The latest slaughter statistics show the national lamb kill is 7.4 percent behind last year. This is predominantly driven by a slow start to the South Island lamb kill which seems to be falling further and further behind each week. In contrast, the North Island lamb kill started strong, with this season tracking about 2 percent ahead of last year. However, continued rain led farmers to forgo the usual preChristmas lamb rush and the North Island lamb kill fell behind the historic trend in mid-December. It will be a few weeks until we have definitive numbers, but all evidence suggests that a great number of extra lambs remained on-farm into this year. The weather has certainly supported a turnaround in crop condition. This will continue to underpin the store lamb market while others will use these crops for home-bred lambs.

It is still early days for beef, but it appears the US imported beef market has picked up from where it left off in late December. This is on the back of very light trading over the last two weeks. The key theme is that prices for 95CL bull meat are holding steady at US$2.12/lb, and 90CL cow is comfortable at US$1.98/lb.

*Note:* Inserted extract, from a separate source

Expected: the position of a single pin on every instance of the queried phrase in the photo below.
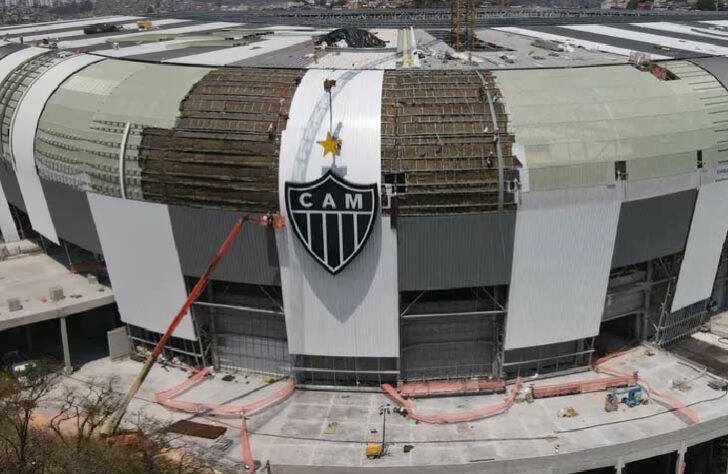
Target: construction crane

While there has been some testing of the market with US buyers trying for lower bids, nothing has come to fruition, and the expectation is for the market to remain steady in the coming weeks on the back of limited shipments in the last two weeks and a lack of manufacturing beef heading to the US through November and December.

New Zealand manufacturing beef exports to the US totalled 9100t in December. Better prices out of China also restricted New Zealand volumes to the US, with over 5000t of manufacturing beef being shipped there in December.